A
Double Standard On Academic Freedom In the Middle East
By George Bisharat
19 September, 2007
Baltimore
Sun
Two
hundred thousand Palestinian children began school in the Gaza Strip
this month without a full complement of textbooks. Why? Because Israel,
which maintains a stranglehold over this small strip of land along the
Mediterranean even after withdrawing its settlers from there in 2005,
considers paper, ink and binding materials not to be "fundamental
humanitarian needs."
Israel, attempting to throttle
the democratically elected Hamas government, generally permits only
food, medicine and fuel to enter Gaza, and allows virtually no Palestinian
exports to leave. Lately, it held up delivery of materials needed for
printing textbooks. As a result, Gaza students began the year facing
a 30 percent shortage of texts.
No full-page advertisements
in major American newspapers have publicized Israel's violations of
Palestinian children's right to an education. No editors, syndicated
columnists or presidents of major universities in this country have
denounced this callous measure. Our politicians have demanded no remedial
action. Instead, they continue, verbally and materially, to support
Israel in its near-total blockade of 1.5 million Palestinians, kids
and all.
Israel's trampling of Palestinian
students' right to education - the key to a lifetime of opportunity
- has rarely evoked official protest from American leaders. The Israeli
army has closed Palestinian universities for years at a time. Israeli
military authorities have barred Palestinian occupational therapy students
from traveling from Gaza to the West Bank to obtain vital clinical training.
Hundreds of Israeli checkpoints
and roadblocks can turn a routine trip to a local school into a harrowing
ordeal. Israeli gunfire has even killed Palestinian schoolchildren sitting
in their classrooms. None of these offenses has merited so much as a
congressional resolution, let alone more serious efforts to curb Israeli
behavior, such as government-imposed sanctions.
In response to this policy
double standard - complete indulgence of Israel on the one hand, and
indifference to violations of Palestinian rights on the other hand -
a movement has emerged for a citizens' boycott of Israel. Churches,
unions and professional associations in the United States, Canada, Europe
and South Africa have urged a variety of nonviolent measures to compel
Israel's compliance with international law.

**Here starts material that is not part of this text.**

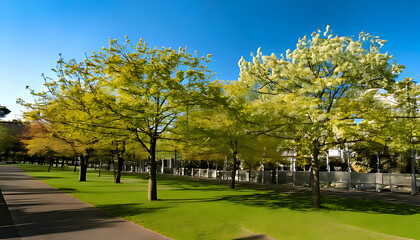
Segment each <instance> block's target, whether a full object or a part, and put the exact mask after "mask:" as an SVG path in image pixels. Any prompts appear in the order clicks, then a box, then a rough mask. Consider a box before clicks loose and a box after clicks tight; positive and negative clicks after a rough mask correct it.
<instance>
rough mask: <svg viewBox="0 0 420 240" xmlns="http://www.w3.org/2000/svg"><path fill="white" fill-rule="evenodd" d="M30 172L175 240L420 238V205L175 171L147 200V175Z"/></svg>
mask: <svg viewBox="0 0 420 240" xmlns="http://www.w3.org/2000/svg"><path fill="white" fill-rule="evenodd" d="M21 167H22V168H23V169H24V170H26V171H28V172H29V174H30V175H32V176H35V177H37V178H39V179H41V180H42V181H44V182H45V183H46V184H48V185H51V186H53V187H55V188H57V189H60V190H62V191H64V192H68V193H70V194H72V195H73V196H75V197H76V198H79V199H81V200H82V201H85V202H87V203H90V204H93V205H95V206H97V207H99V208H102V209H105V210H106V211H108V212H110V213H111V214H113V215H115V216H119V217H122V218H124V219H127V220H129V221H132V222H135V223H137V224H139V225H141V226H144V227H146V228H149V229H151V230H154V231H156V232H159V233H161V234H163V235H165V236H168V237H171V238H175V239H234V238H240V237H245V236H247V235H249V234H251V233H258V234H262V233H264V234H267V235H269V236H271V237H273V238H276V239H340V240H344V239H404V238H401V237H405V238H411V239H420V207H415V206H410V205H403V204H391V203H384V202H379V201H367V200H355V199H343V198H335V197H328V198H323V209H321V210H317V209H313V208H311V206H310V196H309V195H308V194H304V195H302V194H285V193H282V192H280V191H278V190H264V189H258V188H257V187H253V189H249V188H250V187H246V188H245V187H239V188H238V189H235V190H231V189H229V186H228V184H226V185H223V184H220V183H217V182H209V181H200V180H196V179H189V178H181V177H175V176H161V175H159V176H158V197H159V199H161V200H159V201H157V202H148V201H147V179H146V176H145V175H139V174H129V175H127V174H125V175H123V178H122V182H123V183H122V184H114V183H113V175H112V174H111V173H105V174H104V173H103V174H102V176H101V177H100V178H99V177H98V173H97V172H95V171H89V173H88V177H87V178H88V182H78V173H74V172H72V171H71V170H72V169H71V168H69V169H68V170H62V169H56V168H52V170H51V172H47V171H46V170H47V167H42V166H36V165H34V166H32V165H21Z"/></svg>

American Presbyterians have
studied divesting church funds from firms that profit from continuing
Israeli occupation of Palestinian lands. Unison, the United Kingdom's
1.3 million-member union of public servants, voted in June to boycott
Israeli goods. In May, a British union of professors opened a yearlong
debate over a possible boycott of Israeli academic institutions.
The latter action provoked
particularly indignant protest by Israel's U.S. supporters as an offense
against "academic freedom." Yet many Israeli academic institutions
either benefit from or participate in Israeli government actions that
violate Palestinian rights.
Tel Aviv University sits
in part over land belonging to Sheikh Muwannis, a Palestinian village
whose residents were expelled by Jewish militias or fled in fear in
March 1948. These and other Palestinian refugees have been denied their
right to return to their homes or to receive compensation for their
seized properties.
Hebrew University in Jerusalem
uses more than 800 acres of land illegally expropriated from Palestinian
private owners in the West Bank after the 1967 war. Bar-Ilan University
has established a branch in an illegal Israeli settlement in the West
Bank.
The threatened boycott would
target Israeli institutions, not individuals. Thus, formal research
and other agreements with Israeli universities would be suspended. But
invitations to Israeli professors to join conferences or to publish
in foreign journals would continue.
Nonetheless, it is likely
that the boycott would impose limitations on freedom for some Israeli
academics. Is this fair?
Boycotts are always somewhat
blunt tools, and they inevitably impose costs on some who are undeserving
of them. That was true of the boycott of apartheid South Africa, which
applied to all academics - as well as athletes, businesspeople, artists
and others. At the time, the international community weighed the cost
to academic freedom against the advancement of justice and equal rights
for black South Africans, and the choice was clear.
Two hundred thousand Palestinian
schoolchildren are wondering how the world will respond faced with a
similar choice today.
George Bisharat,
a professor of law at Hastings College of the Law in San Francisco,
writes frequently on the Middle East.